Mr Johnson instructs us to
flip to page 150 of our textbooks. Harley lets go of my hand, opens his book and slides it into the middle of the desk for us to share. Leaning over the illustration, shoulder to shoulder, I can almost feel his own heart pulsing in his temple.
‘Although it is common knowledge that the heart is constantly responding to orders from the brain, what most don’t know is that the heart is actually sending far more signals to the brain!’ Mr Johnson explains that the rhythm of our heart changes according to our emotional state and affects cognitive function. With a heart that races, my mind wanders.
Harley nudges me. ‘What kind of lab partner are you? Have you even been listening?’
‘Sorry, I think I missed the last bit.’
He smiles and turns the page. ‘We’re doing this exercise.’ Harley reads out the instructions, but I am caught on one word, we.

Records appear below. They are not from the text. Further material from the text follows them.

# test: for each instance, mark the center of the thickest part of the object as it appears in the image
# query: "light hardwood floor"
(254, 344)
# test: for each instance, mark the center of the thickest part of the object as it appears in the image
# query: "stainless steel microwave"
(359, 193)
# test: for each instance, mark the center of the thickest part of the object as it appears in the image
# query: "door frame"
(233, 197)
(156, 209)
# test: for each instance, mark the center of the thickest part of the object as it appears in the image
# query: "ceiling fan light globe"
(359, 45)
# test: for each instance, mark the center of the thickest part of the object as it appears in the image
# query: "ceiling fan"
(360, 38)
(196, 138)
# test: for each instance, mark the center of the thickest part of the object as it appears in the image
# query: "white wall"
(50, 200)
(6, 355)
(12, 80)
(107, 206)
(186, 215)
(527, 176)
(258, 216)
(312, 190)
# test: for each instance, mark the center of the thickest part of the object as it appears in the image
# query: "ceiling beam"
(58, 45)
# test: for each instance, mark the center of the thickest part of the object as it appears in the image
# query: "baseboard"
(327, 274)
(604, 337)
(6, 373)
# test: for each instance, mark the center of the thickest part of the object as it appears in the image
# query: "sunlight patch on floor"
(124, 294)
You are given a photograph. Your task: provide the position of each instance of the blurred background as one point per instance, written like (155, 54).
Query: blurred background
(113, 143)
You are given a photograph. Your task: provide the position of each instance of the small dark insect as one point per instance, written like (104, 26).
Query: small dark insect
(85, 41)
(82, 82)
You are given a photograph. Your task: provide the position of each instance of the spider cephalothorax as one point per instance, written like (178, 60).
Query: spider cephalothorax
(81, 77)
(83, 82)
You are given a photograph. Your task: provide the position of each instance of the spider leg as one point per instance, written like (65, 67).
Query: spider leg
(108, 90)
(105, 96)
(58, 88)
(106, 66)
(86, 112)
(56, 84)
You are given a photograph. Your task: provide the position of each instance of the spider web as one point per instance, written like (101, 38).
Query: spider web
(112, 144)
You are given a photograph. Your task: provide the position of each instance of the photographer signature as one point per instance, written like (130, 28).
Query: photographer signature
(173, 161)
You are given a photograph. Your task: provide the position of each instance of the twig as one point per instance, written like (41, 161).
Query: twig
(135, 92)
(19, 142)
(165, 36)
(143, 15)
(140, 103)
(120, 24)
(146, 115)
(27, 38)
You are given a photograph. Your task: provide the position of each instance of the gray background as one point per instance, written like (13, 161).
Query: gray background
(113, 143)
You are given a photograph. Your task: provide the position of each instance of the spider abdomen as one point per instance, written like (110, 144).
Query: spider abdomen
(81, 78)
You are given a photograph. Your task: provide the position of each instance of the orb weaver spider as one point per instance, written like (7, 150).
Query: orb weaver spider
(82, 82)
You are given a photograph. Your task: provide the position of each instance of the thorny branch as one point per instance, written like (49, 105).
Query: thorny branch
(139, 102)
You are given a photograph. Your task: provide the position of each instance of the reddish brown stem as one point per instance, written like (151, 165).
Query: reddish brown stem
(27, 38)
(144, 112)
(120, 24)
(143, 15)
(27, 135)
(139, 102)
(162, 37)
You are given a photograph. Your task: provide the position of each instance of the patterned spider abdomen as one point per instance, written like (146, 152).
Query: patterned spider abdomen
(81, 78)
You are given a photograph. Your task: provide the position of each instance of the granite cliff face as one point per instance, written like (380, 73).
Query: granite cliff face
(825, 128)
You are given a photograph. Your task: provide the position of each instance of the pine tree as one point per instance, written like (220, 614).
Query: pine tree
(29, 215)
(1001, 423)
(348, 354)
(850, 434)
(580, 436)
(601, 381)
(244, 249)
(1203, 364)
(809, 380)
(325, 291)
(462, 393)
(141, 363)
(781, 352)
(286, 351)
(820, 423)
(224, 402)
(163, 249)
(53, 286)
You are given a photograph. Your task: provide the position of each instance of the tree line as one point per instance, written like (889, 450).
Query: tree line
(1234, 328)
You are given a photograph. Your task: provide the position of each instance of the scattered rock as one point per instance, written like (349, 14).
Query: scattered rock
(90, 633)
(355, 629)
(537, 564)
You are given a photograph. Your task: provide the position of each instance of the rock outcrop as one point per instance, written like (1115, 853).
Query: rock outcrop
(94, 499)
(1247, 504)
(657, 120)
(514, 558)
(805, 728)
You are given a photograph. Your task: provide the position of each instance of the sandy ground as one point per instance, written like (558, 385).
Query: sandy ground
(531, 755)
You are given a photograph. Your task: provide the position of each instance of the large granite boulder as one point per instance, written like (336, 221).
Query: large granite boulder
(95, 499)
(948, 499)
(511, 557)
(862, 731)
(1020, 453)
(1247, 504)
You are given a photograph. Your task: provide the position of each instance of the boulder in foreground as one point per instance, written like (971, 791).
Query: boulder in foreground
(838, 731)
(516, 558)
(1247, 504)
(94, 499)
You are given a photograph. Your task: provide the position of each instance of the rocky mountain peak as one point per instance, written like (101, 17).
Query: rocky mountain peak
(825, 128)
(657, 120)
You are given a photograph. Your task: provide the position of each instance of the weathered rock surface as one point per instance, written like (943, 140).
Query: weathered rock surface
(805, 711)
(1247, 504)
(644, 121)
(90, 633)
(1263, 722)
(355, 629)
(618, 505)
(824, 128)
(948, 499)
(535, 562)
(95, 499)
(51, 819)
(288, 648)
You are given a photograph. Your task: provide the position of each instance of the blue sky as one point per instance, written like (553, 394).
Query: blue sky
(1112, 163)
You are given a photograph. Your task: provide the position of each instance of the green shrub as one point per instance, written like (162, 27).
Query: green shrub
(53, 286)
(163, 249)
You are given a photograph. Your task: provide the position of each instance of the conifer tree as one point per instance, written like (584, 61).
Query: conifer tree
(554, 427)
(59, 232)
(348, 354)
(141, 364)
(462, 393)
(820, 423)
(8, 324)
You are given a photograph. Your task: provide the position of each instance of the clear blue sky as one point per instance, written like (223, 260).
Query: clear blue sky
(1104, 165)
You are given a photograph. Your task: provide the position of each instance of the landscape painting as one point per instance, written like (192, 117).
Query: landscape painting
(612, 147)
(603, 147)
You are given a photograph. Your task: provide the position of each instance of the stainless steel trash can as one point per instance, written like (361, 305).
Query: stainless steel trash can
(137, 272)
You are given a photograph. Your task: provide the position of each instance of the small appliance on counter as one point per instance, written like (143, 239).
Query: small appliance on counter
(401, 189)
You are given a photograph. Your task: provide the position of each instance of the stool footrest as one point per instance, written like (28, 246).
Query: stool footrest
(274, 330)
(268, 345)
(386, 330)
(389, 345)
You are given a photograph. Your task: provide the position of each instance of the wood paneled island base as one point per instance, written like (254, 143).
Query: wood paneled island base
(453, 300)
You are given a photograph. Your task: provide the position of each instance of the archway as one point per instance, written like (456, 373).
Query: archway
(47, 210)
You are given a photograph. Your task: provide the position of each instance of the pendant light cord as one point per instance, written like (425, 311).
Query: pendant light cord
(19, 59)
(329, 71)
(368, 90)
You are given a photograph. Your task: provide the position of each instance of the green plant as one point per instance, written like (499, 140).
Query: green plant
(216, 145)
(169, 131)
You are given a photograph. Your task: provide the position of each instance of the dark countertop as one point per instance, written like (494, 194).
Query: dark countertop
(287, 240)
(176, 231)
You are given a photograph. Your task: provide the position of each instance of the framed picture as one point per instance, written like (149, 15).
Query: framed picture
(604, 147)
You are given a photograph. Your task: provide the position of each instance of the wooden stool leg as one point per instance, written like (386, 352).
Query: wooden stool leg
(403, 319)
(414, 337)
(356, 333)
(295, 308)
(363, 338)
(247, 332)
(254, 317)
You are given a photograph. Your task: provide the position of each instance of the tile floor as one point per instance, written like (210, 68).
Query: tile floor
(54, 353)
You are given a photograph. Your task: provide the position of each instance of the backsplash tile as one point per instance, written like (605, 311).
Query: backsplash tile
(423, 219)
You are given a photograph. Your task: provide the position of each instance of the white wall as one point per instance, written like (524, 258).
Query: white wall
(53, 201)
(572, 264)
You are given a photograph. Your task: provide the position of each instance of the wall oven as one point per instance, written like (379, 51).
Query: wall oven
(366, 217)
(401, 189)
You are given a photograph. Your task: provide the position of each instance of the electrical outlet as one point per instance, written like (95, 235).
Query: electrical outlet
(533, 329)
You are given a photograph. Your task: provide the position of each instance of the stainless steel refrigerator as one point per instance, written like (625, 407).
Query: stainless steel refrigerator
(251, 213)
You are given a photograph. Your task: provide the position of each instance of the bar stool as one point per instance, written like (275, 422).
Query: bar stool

I meet Mia at her locker before our lesson in ancient history. It’s the first time I’ve seen her since Sunday afternoon when I got back from the hospital and found her waiting for me with her mum on the verandah. She had hardly said anything; she’d just hugged me for a really long time.
As we walk off to class, she tells me how she’s finding Greek history to be such a bore and how much she’s dreading the class. Never before has she seen learning as a chore. I swallow hard, wishing I could have foreseen the future, like an oracle at Delphi predicting the attack on a great warrior, wishing I could have stopped us from going that night.
At lunch, Ben finds us in the crowded hallway. Mia is clutching a huge pile of papers she’s picked up from the school office and books, her bag slung over one shoulder. ‘Want me to carry some of those?’ he asks, stretching out his arms, but she shoves him out of the way.
‘Stop feeling sorry for me. Pity looks ugly on you.’
He stands in front of her, blocking her exit from the building. ‘I brought you something.’ Ben holds up a paper bag with a fluffy kitten sticker on the front.
‘What is it?’
‘A fairy bread sandwich.’
‘Fine,’ she sighs. ‘You can take these.’ Mia off-loads the pile onto Ben in exchange for the paper bag. Stubborn as anything, she purses her lips to suppress a smile.